Our three daughters have attended for the most part, private schools.
We have often found this a mixed blessing.
While private education usually offers a wealth of academic excellence, oftentimes it lacks emphasis on the importance and understanding of temperance, along with human responsibility and moral judgment, all of which operate and necessary ingredients in creating a successful life.
The children who taunted the grandmother school bus monitor, Karen Klein, behaved horribly and should be punished.
But just as the American public and the employers of such persons as Don Imus and Roland Martin, both celebrities of the American news media, have not called these men into account for their rude and heartless statements, the disparaging remarks they made of other human beings, so too the officials overseeing the school these children attend have not held the students accountable for their remarks.
It is fine for the grandmother to forgive the children.
But forgiveness does not absolve those in charge and neither us, the citizens of this country from exacting consequences that urge those who misbehave to reflect upon their careless actions that they might in the future act and speak with more forethought and concern.
Often we do not hold our children to task because of the guilt we feel for these children’s behavior.
Society often demonstrates lenience upon African-American children of poverty-stricken areas and who act inappropriately only to exact death sentence upon these same minors when adults and having continued down the trail of established wrong behavior.
We respond similarly to children of Asian and Hispanic immigrants because certain ones in the majority white judicial system want to absolve themselves of the guilt they experience regarding our diverse and hypocritical attitudes regarding immigration and the laws that are almost biased against the immigrants and their families.
The questions of who stays vs. whom we should deport forever plagues us.
And then there are our garden variety parents who come in all ethnicities, races and genders and perhaps sexual orientations–those of us whose marriages, one ever existed, have crumbled leaving the children of that union wondering how they will make it from one moment to the next as we the other casualties struggle to create a new place for ourselves in society as a single parent.
I do not believe that everyone should marry.
Nor do I believe that adults should only conceive children when married.
I do believe that raising and nurturing any child into a healthy, empathetic, loving, responsible and caring adult requires the presence of two adults working towards the united goal of parenting that child.
To paraphrase a former guest on my blog talk radio show, Book Talk, Creativity and Family Matters, author and child psychiatrist, Preethram Grandhi, “Human development involves three lines of development–intellectual, instinctual and psychological. While the three address separate and distinct areas of function in human living, their functions overlap. Problems in the intellectual growth of a child inevitable affect psychological growth. Underneath the two former exists instincts. Like the march of the penguins in Antarctica, certain growth points exist in the life of a child. The child, to gain the skills necessary for functioning and thriving in the world as an adult must make these leaps in growth. They do this only with the parents assistance. Parents may do whatever we choose, live and work as single parents, divorce, etc. Yet it remains our responsibility to help our children, our offspring, those children in our and who have been placed in our care, to make these leaps in growth that present themselves at the appointed times in all human beings.”

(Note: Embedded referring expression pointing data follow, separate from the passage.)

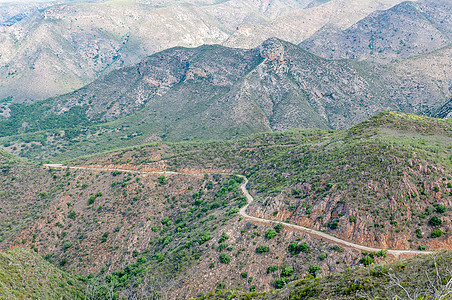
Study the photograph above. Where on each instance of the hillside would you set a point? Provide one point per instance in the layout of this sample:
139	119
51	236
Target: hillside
407	29
298	25
214	92
140	232
26	275
378	183
401	280
53	48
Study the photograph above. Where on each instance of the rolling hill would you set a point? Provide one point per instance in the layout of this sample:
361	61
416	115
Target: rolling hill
53	48
383	183
407	29
213	92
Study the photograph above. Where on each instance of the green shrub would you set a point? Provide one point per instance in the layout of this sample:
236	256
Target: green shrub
367	260
204	238
67	245
72	215
314	270
278	227
224	258
105	237
419	233
436	233
440	209
435	221
223	238
295	248
162	180
272	269
334	224
287	272
262	249
337	248
271	233
281	282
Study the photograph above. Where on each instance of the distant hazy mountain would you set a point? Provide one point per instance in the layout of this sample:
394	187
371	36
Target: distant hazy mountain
409	28
49	49
217	92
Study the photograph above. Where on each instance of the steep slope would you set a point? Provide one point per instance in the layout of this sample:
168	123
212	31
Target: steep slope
400	280
26	275
381	183
299	25
144	233
213	92
54	48
444	111
407	29
127	227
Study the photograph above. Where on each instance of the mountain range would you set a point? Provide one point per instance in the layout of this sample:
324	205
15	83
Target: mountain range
213	92
52	48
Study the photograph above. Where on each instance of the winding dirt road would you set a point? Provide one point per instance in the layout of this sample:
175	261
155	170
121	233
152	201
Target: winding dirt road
312	232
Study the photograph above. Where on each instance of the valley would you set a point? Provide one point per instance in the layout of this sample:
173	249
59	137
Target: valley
103	205
225	149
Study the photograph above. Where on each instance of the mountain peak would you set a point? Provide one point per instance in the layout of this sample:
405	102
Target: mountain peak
272	49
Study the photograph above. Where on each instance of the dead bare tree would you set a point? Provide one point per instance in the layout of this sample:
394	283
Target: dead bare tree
438	287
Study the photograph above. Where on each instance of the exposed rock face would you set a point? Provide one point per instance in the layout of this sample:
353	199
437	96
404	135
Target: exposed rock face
272	49
53	48
407	29
204	92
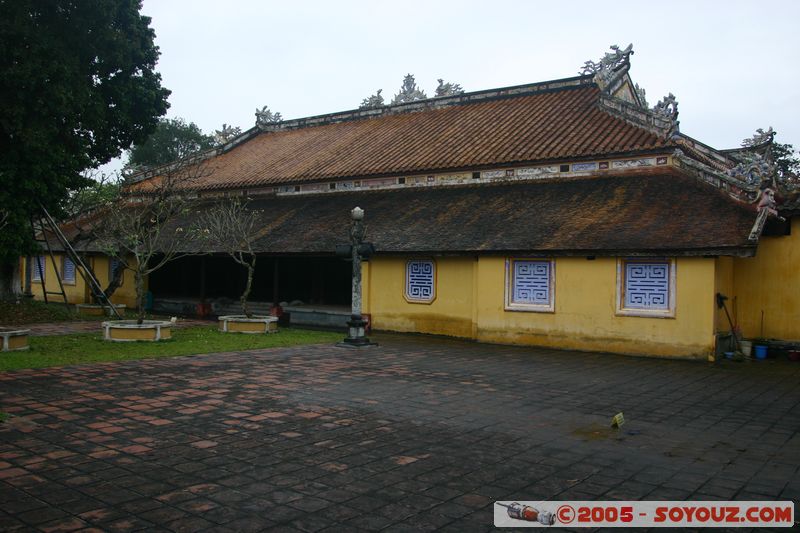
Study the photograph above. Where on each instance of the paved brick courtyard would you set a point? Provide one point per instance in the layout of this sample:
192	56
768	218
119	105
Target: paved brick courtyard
417	434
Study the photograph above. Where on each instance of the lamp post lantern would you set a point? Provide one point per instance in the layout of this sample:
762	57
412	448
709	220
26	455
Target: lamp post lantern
358	248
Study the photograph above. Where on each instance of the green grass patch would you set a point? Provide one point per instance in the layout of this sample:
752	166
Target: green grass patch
60	350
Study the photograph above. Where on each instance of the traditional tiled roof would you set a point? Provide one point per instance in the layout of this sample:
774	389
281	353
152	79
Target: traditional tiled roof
536	123
655	213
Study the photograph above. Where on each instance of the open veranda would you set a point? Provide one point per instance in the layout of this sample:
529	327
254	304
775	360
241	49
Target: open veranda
416	434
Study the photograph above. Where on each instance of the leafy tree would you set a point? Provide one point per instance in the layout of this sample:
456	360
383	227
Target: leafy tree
79	85
231	227
173	139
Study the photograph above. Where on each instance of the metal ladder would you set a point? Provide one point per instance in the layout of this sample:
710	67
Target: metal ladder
47	223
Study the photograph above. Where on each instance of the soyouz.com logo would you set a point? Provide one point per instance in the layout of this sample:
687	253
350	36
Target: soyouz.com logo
644	514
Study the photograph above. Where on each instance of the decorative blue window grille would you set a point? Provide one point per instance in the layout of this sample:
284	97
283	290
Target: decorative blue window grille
420	281
531	283
68	271
113	265
38	267
647	285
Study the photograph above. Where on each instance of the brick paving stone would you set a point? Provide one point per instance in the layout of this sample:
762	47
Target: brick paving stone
418	434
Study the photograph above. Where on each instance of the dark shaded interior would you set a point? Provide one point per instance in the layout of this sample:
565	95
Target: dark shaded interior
313	280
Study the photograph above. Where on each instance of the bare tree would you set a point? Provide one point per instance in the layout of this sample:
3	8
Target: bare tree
143	226
231	227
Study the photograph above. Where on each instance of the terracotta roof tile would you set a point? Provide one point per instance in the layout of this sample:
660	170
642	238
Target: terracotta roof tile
544	126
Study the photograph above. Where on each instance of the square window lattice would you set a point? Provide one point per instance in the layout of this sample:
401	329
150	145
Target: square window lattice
647	285
532	282
69	270
38	267
419	280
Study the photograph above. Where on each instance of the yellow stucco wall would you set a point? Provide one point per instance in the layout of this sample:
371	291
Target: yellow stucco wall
449	314
770	282
77	292
470	303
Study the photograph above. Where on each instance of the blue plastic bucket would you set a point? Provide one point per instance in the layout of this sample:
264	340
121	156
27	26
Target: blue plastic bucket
761	351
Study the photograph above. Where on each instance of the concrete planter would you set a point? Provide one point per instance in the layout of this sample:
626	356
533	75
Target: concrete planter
12	340
130	331
243	324
98	310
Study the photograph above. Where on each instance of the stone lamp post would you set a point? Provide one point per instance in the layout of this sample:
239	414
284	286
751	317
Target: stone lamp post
358	249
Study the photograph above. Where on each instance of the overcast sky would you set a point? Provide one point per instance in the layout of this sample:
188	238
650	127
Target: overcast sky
733	65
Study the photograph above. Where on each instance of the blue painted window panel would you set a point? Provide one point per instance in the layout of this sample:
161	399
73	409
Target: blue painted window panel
419	280
113	265
647	285
38	267
68	273
531	282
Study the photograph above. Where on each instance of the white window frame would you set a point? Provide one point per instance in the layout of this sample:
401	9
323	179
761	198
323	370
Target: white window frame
414	300
38	262
511	305
111	261
669	311
64	278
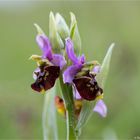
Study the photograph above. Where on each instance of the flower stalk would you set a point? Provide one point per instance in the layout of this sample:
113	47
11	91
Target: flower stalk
70	111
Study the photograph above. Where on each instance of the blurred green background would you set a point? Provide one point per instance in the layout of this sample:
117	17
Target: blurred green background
100	23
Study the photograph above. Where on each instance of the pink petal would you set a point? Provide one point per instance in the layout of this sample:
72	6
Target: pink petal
100	108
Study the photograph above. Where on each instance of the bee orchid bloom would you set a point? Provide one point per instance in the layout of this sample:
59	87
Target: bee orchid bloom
49	63
85	85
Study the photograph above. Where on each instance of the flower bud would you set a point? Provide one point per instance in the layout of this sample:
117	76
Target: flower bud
55	38
74	34
62	27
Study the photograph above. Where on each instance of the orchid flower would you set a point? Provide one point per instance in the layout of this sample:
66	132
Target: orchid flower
49	64
84	83
81	82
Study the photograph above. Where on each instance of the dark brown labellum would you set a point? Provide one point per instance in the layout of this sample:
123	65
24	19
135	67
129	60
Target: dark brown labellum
87	87
46	78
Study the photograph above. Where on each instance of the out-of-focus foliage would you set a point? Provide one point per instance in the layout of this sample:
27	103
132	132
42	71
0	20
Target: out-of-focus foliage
100	23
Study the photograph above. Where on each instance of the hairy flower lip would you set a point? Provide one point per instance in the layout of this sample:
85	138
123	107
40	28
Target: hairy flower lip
87	87
45	78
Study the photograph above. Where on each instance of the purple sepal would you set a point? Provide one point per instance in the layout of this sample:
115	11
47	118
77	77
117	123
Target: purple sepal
45	46
71	54
96	69
58	60
69	73
100	108
76	93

Preethram Grandhi is the author of A Circle of Souls, and with Balasa Prasad, co-author of The Turning Point: Conquering Stress with Courage, Clarity and Confidence
[Listen to interview of Preethram Grandhi on Book Talk, Creativity & Family Matters.]
We would do well to remember that not only is the home the first laboratory of a child’s learning, the place of investigation wherein remembrances of the experiences she or he undergoes will remain with her or him the rest of their lives.
Our job as parents is to assist our children in their efforts to embark upon what can be termed their March of the Penguins, that of entering life, and like the emperor penguins of the Antarctic, completing repeated journeys across the icescape of their living in the larger process of becoming full productive citizens who hold empathy and caring for themselves, that translates into mercy, concern and caring for others with whom they live and work.
I think it’s all summed up in the scripture verse, “Train a child up in the way that he should go and when he is old he will not depart from it.” Or to simplify “Home Training” let’s do it. Parents and guardians must teach their children to respect adults and conduct themselves in a proper manner when in public. So many parents seek to be their child’s friend. You’re not their friend, you’re their parent and as a result you have to teach them that their are consequences for every decision, good or bad that they make in this life. From a young age children must learn responsibility and accountability.
Deborah:
I could not have said it better or more succinctly. We are our children’s initial and first teacher.
A major ingredient of effective teaching is integrity.
Parents much walk the path of our words. And our words must reflect and demonstrate respect for life and those around us, both human and non-human.
Yet to hold respect for all life, one must respect and hold gratitude for their own life.
Sadly most adults in our culture possess and exhibit little if any respect for any life, most particularly the one they, we, she, or he is living.
Thanks again for taking the time to leave a wonderful and enlightening comment.
I hope you are having a wonderful Labor Day weekend.
Peace and blessings to you and yours.